Donald Trump Says He’s More Popular Than Abraham Lincoln, Citing Poll That Appears To Be Imaginary


Donald Trump is more popular than Abraham Lincoln, according to a poll that Donald Trump appears to have made up in his own mind.

In a whirlwind interview with the U.K.’s Sun tabloid, Trump made a series of dubious claims about his popularity both at home and abroad that have sparked viral criticism. As Vice noted, the strangest of these claims is that he’s the best-liked president of all time among Republican voters, beating out even Lincoln, the man considered by many to be the greatest president of all time.

“You know, a poll just came out that I am the most popular person in the history of the Republican Party — 92 percent,” Trump claimed. “Beating Lincoln. I beat our Honest Abe.”

No one could seem to find the poll that Trump is referencing. Vice noted that Trump finished dead last in the Presidents & Executive Politics Presidential Greatness survey, where historians rank all of the U.S. presidents. In a more recent poll asking American adults who they believe to be the greatest president of their lifetime, Barack Obama came out on top.

The Hill similarly couldn’t figure out what poll Trump could possibly be referring to, noting that there is no such poll showing that he’s more popular than Abraham Lincoln. Vice noted that Donald Trump remains very popular among Republican voters — regularly hitting around 90 percent in current polling — but even that would put him nowhere near the top of all time. In the wake of the September 11 terrorist attacks, George W. Bush had a 98 percent approval among Republican voters, the report noted.

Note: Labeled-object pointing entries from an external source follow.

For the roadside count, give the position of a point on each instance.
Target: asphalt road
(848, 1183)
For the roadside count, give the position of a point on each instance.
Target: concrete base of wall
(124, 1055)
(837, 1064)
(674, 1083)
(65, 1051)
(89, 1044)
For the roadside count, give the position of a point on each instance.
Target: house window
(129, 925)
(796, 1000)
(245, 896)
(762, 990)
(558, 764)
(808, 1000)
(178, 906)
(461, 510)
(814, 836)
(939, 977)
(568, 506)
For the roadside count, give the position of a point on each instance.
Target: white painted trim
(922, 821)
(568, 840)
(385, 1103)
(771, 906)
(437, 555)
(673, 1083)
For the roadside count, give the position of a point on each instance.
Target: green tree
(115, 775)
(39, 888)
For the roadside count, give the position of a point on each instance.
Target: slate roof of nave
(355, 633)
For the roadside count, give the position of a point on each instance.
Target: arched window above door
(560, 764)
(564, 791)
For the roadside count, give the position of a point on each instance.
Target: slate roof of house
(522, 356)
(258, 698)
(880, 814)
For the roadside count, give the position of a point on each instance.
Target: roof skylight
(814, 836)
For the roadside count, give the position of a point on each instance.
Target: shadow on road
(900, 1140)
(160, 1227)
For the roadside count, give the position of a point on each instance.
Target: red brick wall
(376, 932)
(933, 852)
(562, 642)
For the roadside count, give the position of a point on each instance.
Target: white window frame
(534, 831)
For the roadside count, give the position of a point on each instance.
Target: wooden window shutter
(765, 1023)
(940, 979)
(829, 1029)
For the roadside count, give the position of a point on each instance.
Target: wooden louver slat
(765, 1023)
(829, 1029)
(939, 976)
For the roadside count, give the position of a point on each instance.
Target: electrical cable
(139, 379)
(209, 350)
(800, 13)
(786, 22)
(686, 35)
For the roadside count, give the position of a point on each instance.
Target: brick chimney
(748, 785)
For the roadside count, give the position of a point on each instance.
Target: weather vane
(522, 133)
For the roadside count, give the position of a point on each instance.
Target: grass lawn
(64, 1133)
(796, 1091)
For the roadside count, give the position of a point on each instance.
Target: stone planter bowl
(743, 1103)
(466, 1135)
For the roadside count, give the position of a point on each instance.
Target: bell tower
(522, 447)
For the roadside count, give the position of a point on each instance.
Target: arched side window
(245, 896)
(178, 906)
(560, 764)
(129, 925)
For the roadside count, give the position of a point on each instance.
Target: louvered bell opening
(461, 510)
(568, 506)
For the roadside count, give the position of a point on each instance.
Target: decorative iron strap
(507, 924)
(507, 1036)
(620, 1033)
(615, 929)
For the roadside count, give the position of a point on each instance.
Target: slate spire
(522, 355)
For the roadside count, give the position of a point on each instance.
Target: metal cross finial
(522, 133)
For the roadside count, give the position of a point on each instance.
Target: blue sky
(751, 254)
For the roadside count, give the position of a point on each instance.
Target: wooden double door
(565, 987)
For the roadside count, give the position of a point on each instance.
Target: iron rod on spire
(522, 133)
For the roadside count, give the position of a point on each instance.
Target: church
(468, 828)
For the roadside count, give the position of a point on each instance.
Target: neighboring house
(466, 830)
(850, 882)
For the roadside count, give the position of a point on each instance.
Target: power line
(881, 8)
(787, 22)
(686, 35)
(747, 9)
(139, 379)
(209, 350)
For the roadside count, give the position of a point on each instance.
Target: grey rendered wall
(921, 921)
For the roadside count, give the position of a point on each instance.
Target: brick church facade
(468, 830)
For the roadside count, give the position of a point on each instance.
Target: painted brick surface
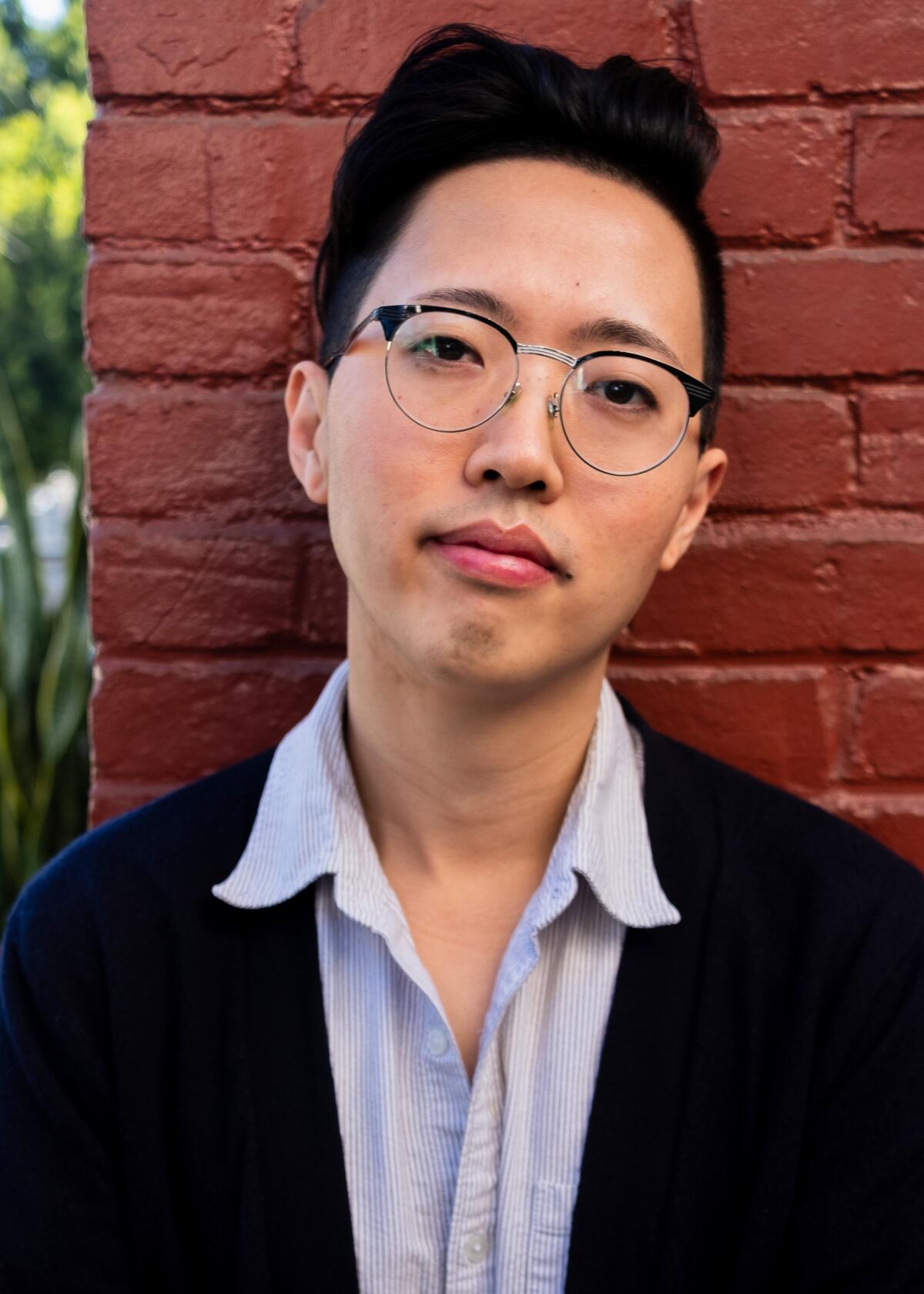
(790, 641)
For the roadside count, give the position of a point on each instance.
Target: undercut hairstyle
(466, 95)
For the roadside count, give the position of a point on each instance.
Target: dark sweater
(167, 1113)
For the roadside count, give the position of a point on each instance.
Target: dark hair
(466, 95)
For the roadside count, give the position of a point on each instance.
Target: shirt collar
(311, 809)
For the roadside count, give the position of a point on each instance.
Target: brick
(788, 448)
(324, 595)
(829, 312)
(777, 723)
(889, 728)
(353, 49)
(749, 47)
(880, 601)
(175, 719)
(219, 456)
(146, 178)
(753, 589)
(271, 179)
(112, 799)
(775, 176)
(182, 585)
(762, 586)
(239, 51)
(892, 447)
(896, 820)
(182, 316)
(889, 173)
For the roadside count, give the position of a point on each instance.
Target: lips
(519, 541)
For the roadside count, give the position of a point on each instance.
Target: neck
(462, 783)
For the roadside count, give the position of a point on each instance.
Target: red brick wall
(791, 639)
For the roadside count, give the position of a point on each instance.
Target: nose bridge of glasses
(553, 401)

The strange claim even prompted The Hill, normally more reserved in its criticism of the president, especially when it comes to untruths, to say that Trump’s statement was flatly untrue.

Many others have mocked Trump’s strange claim, including some who noted that opinion polling didn’t exist until many decades after Abraham Lincoln’s death.

Donald Trump appears to be a fan of citing fake polls, making a number of off-the-cuff references to approval ratings that don’t seem to exist. And he’s even tried his hand at creating fake polls, Newsweek noted. Late last year, Trump invited followers to his campaign website to take a poll on his first-year approval rating, but offering no negative answers. Those who took the poll were allowed to pick between “Great,” “Good,” “Okay,” or “Other.” The poll then asked how participants would rate Barack Obama, and let them pick “Poor.”